The example below shows a Fluentd configuration that sends data from your virtual machine to Axiom using the apache source type.

<source>
  @type tail
  @id input_tail
  <parse>
    @type apache2
  </parse>
  path /var/log/**/*.log
  pos_file /var/log/fluentd/fluentd.log.pos
  tag vm.logs
  read_from_head true
</source>

<filter vm.logs>
  @type record_transformer
  <record>
    hostname "#{Socket.gethostname}"
    service "vm_service"
  </record>
</filter>

<match vm.logs>
  @type http
  @id out_http_axiom
  @log_level info
  endpoint "#{ENV['AXIOM_URL'] || 'https://api.axiom.co'}"
  path "/v1/datasets/DATASET_NAME/ingest"
  ssl_verify "#{ENV['AXIOM_SSL_VERIFY'] || 'true'}"
  <headers>
    Authorization "Bearer API_TOKEN"
    Content-Type "application/json"
  </headers>
  <format>
    @type json
  </format>
  <buffer>
    @type memory
    flush_mode interval
    flush_interval 5s
    chunk_limit_size 5MB
    retry_forever true
  </buffer>
</match>
  • Replace API_TOKEN with the Axiom API token you have generated. For added security, store the API token in an environment variable.
  • Replace DATASET_NAME with the name of the Axiom dataset where you want to send data.

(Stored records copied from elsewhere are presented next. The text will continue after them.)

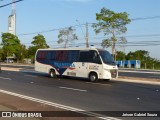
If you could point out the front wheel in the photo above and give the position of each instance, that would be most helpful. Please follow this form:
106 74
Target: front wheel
52 74
93 77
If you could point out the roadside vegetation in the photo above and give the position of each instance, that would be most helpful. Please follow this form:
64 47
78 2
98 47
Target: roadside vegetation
110 23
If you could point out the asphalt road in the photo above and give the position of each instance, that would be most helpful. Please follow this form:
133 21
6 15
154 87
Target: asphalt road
152 74
148 74
81 94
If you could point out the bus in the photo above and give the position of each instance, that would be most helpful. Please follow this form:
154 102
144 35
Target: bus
90 63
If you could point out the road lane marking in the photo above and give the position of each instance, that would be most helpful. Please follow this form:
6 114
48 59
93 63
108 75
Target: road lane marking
6 78
98 84
138 81
31 75
73 89
139 72
59 105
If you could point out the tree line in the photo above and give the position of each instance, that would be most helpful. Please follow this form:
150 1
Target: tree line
147 62
109 23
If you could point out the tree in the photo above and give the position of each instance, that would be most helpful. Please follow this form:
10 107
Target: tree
38 42
21 53
112 23
67 35
10 44
120 55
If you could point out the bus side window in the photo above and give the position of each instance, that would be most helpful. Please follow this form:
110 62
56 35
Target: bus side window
53 55
84 56
73 55
94 57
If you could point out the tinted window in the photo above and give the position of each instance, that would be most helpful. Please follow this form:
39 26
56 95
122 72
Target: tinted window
107 57
41 55
94 57
62 55
84 56
73 55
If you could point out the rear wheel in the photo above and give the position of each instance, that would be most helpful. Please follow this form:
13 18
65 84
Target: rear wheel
93 77
52 74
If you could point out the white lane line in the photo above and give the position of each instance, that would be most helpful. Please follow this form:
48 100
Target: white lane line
73 89
138 81
139 72
98 84
31 75
5 78
59 105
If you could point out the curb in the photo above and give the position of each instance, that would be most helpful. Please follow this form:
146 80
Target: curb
120 78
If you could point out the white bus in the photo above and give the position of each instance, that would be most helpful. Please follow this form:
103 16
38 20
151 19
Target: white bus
89 63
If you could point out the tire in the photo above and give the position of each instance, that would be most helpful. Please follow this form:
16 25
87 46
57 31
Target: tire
52 74
93 77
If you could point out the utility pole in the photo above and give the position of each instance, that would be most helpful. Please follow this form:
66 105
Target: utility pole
12 20
87 45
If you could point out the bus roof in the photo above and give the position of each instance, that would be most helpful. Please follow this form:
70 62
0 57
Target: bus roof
71 49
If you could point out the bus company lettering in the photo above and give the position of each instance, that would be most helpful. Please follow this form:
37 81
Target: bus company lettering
93 67
65 65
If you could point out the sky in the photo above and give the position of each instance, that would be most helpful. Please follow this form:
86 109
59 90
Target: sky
49 16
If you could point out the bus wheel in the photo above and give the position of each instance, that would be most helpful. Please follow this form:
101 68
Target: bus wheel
93 77
52 74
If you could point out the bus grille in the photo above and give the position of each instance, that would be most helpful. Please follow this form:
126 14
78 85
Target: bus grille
113 73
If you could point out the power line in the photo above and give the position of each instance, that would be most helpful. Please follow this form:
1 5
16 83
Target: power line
10 3
145 18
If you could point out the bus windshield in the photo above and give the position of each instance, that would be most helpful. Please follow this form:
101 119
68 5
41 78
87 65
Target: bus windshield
107 57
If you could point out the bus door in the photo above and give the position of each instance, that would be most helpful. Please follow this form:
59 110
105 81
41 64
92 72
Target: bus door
82 65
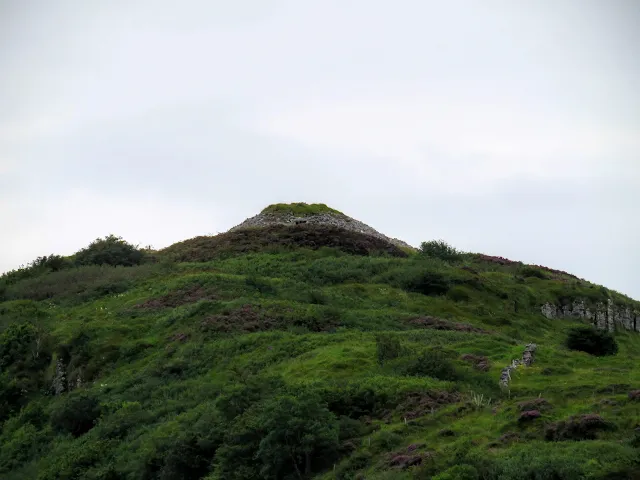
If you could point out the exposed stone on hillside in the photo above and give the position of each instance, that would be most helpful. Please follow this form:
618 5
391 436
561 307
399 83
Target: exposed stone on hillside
59 383
336 220
527 360
604 317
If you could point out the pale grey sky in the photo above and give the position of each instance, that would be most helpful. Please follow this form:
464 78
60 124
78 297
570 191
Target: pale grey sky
509 128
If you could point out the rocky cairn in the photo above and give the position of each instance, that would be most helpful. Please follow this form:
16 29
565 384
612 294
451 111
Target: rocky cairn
312 214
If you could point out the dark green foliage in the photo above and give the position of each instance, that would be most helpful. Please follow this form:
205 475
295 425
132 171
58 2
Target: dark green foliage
459 472
110 250
24 354
257 365
75 413
440 249
583 427
458 293
432 363
426 282
388 347
80 284
529 271
358 461
288 437
592 341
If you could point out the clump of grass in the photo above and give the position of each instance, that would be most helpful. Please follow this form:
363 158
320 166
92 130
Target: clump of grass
301 209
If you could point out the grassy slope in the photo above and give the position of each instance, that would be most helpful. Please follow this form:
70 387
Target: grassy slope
309 319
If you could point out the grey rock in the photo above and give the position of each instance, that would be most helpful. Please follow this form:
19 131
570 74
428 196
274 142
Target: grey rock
604 317
330 219
59 384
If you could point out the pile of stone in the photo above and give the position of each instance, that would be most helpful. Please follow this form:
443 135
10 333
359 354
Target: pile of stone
527 360
337 220
601 316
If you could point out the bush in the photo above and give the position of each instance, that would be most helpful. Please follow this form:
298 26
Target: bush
286 437
75 414
432 363
459 293
528 271
387 348
440 249
592 341
110 250
425 282
459 472
347 470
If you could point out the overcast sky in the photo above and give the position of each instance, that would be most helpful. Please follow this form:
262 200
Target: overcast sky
505 127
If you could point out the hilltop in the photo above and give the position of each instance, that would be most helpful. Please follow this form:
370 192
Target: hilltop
303 343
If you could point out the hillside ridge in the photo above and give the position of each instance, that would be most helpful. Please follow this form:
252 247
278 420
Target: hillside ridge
312 214
301 345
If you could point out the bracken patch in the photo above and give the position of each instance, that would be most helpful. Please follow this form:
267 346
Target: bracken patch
582 427
419 404
245 319
479 362
278 237
178 298
436 323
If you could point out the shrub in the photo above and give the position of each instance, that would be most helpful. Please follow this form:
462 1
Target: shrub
459 472
440 249
459 293
432 363
286 437
110 250
592 341
347 470
386 440
583 427
75 414
387 348
529 271
425 282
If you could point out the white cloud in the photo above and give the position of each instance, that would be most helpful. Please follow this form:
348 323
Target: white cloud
66 223
449 143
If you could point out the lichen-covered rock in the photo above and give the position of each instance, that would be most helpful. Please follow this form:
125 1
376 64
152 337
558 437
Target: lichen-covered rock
336 219
603 317
527 360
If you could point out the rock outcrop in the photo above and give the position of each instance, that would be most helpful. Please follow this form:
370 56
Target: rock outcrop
338 220
604 317
59 383
527 360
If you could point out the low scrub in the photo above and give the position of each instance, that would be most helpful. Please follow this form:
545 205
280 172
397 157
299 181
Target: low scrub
592 341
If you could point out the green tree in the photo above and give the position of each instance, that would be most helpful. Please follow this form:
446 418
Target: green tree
387 348
592 341
299 431
110 250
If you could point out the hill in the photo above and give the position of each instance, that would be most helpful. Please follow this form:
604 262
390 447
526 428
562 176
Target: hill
305 344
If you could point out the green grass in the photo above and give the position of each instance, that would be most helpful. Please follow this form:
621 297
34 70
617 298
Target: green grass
300 209
185 360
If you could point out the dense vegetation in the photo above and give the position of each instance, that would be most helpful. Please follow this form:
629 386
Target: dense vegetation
328 359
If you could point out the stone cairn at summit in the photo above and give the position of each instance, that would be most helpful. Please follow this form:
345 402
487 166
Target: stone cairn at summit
329 218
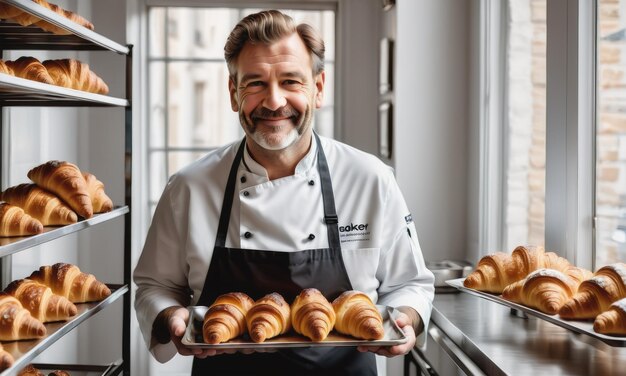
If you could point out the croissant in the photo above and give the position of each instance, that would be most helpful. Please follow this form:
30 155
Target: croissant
225 318
4 68
596 294
40 204
66 181
357 316
99 199
612 321
268 317
39 300
75 74
31 69
15 222
16 322
546 289
496 271
68 281
6 359
312 315
77 19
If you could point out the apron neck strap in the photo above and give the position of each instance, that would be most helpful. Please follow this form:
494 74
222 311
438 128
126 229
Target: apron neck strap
328 197
227 203
330 211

The example below shows a Fluentd configuration that sends data from your virtual machine to Axiom using the nginx source type.

<source>
  @type tail
  @id input_tail
  <parse>
    @type nginx
  </parse>
  path /var/log/nginx/access.log, /var/log/nginx/error.log
  pos_file /var/log/fluentd/nginx.log.pos
  tag nginx.logs
  read_from_head true
</source>

<filter nginx.logs>
  @type record_transformer
  <record>
    hostname "#{Socket.gethostname}"
    service "nginx"
  </record>
</filter>

<match nginx.logs>
  @type http
  @id out_http_axiom
  @log_level info
  endpoint "#{ENV['AXIOM_URL'] || 'https://api.axiom.co'}"
  path "/v1/datasets/DATASET_NAME/ingest"
  ssl_verify "#{ENV['AXIOM_SSL_VERIFY'] || 'true'}"
  <headers>
    Authorization "Bearer API_TOKEN"
    Content-Type "application/json"
  </headers>
  <format>
    @type json
  </format>
  <buffer>
    @type memory
    flush_mode interval
    flush_interval 5s
    chunk_limit_size 5MB
    retry_forever true
  </buffer>
</match>
  • Replace API_TOKEN with the Axiom API token you have generated. For added security, store the API token in an environment variable.
  • Replace DATASET_NAME with the name of the Axiom dataset where you want to send data.